Can be used to initialize the sense of the optimization in derived classes, if this has not been already performed when the constructor of ABA_MASTER has been called.

Parameters:
sense The sense of the optimization (ABA_OPTSENSE::Min or ABA_OPTSENSE::Max).

int ABA_MASTER::bestFirstSearch ( const ABA_SUB s1,
const ABA_SUB s2 
) const [protected]

Implements the best first search enumeration.

If the bounds of both subproblems are equal, then the subproblems are compared with the function equalSubCompare().

Returns:
-1 If subproblem s1 has a worse dual bound than s2, i.e., if it has a smaller dual bound for minimization or a larger dual bound for maximization problems.

1 If subproblem s2 has a worse dual bound than s1.

0 If both subproblems have the same priority in the enumeration strategy.

Parameters:
s1 A subproblem.
s2 A subproblem.

virtual int ABA_MASTER::equalSubCompare ( const ABA_SUB s1,
const ABA_SUB s2 
) const [protected, virtual]

Is called from the function bestFirstSearch() and from the function depthFirstSearch() if the subproblems s1 and s2 have the same priority.

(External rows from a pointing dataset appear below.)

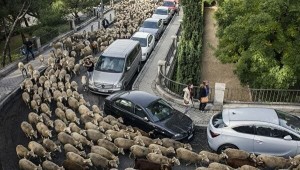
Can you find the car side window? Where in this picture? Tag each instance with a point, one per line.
(124, 104)
(244, 129)
(139, 112)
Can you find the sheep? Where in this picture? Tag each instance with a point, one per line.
(117, 134)
(70, 148)
(34, 118)
(219, 166)
(170, 151)
(236, 153)
(47, 120)
(65, 138)
(126, 143)
(104, 152)
(160, 159)
(26, 98)
(147, 141)
(74, 128)
(23, 152)
(43, 130)
(190, 156)
(78, 137)
(90, 125)
(51, 146)
(144, 164)
(28, 130)
(46, 109)
(39, 150)
(96, 109)
(60, 126)
(78, 159)
(71, 116)
(213, 157)
(107, 126)
(167, 142)
(110, 146)
(273, 162)
(95, 135)
(28, 165)
(48, 165)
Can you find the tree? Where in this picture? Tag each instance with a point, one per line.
(262, 38)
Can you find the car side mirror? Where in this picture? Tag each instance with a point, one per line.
(287, 137)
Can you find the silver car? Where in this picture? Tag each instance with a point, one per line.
(153, 26)
(256, 130)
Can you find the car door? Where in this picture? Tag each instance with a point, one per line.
(142, 120)
(245, 137)
(270, 140)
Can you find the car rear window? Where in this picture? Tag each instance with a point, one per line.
(218, 121)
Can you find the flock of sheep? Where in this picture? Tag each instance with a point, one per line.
(89, 138)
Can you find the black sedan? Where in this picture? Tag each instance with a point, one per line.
(149, 113)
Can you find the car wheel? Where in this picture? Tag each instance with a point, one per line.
(225, 146)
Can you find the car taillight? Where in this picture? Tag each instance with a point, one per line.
(213, 134)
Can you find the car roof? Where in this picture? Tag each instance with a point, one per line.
(141, 34)
(163, 7)
(152, 19)
(250, 114)
(120, 47)
(140, 98)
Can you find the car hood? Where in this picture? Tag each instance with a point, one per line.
(172, 123)
(152, 31)
(106, 77)
(159, 16)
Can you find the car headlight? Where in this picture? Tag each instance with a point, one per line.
(118, 85)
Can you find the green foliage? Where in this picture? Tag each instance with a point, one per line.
(190, 43)
(262, 38)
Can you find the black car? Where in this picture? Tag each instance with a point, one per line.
(149, 113)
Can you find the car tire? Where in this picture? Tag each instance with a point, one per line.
(225, 146)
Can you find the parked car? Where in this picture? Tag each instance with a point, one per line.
(116, 66)
(163, 13)
(171, 4)
(256, 130)
(154, 26)
(146, 41)
(149, 113)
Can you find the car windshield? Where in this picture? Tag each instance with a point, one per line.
(289, 121)
(143, 41)
(161, 12)
(110, 64)
(160, 110)
(149, 24)
(169, 4)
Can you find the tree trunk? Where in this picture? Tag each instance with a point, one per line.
(23, 11)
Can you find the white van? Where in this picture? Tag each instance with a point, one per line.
(116, 66)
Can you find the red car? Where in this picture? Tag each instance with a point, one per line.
(172, 5)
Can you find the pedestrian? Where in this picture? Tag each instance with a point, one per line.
(188, 97)
(28, 46)
(203, 95)
(89, 66)
(105, 23)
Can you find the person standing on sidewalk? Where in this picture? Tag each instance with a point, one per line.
(203, 95)
(28, 46)
(188, 97)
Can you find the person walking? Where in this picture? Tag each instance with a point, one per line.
(89, 66)
(203, 95)
(188, 97)
(28, 46)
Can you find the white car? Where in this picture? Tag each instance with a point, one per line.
(255, 130)
(163, 13)
(147, 41)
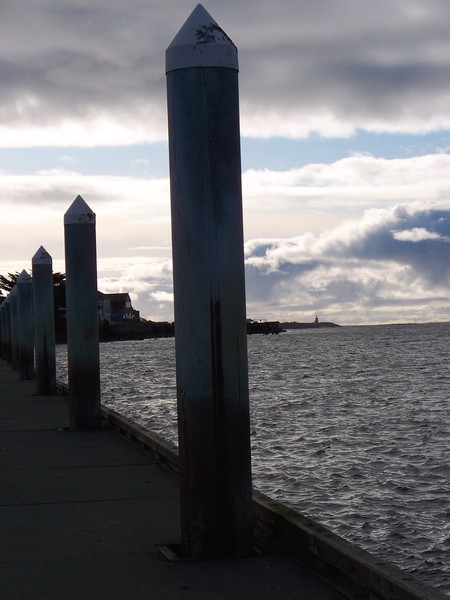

If both subproblems were generated by setting a binary variable, then that subproblem has higher priority of which the branching variable is set to upper bound.

This function can be redefined to resolve equal subproblems according to problem specific criteria. As the root node is compared with itself and has no branching rule, we have to insert the first line of this function.

Parameters:
s1 A subproblem.
s2 A subproblem.
Returns:
0 If both subproblems were not generated by setting a variable, or the branching variable of both subproblems is set to the same bound.

1 If the branching variable of the first subproblem ist set to the upper bound.

-1 If the branching variable of the second subproblem ist set to the upper bound.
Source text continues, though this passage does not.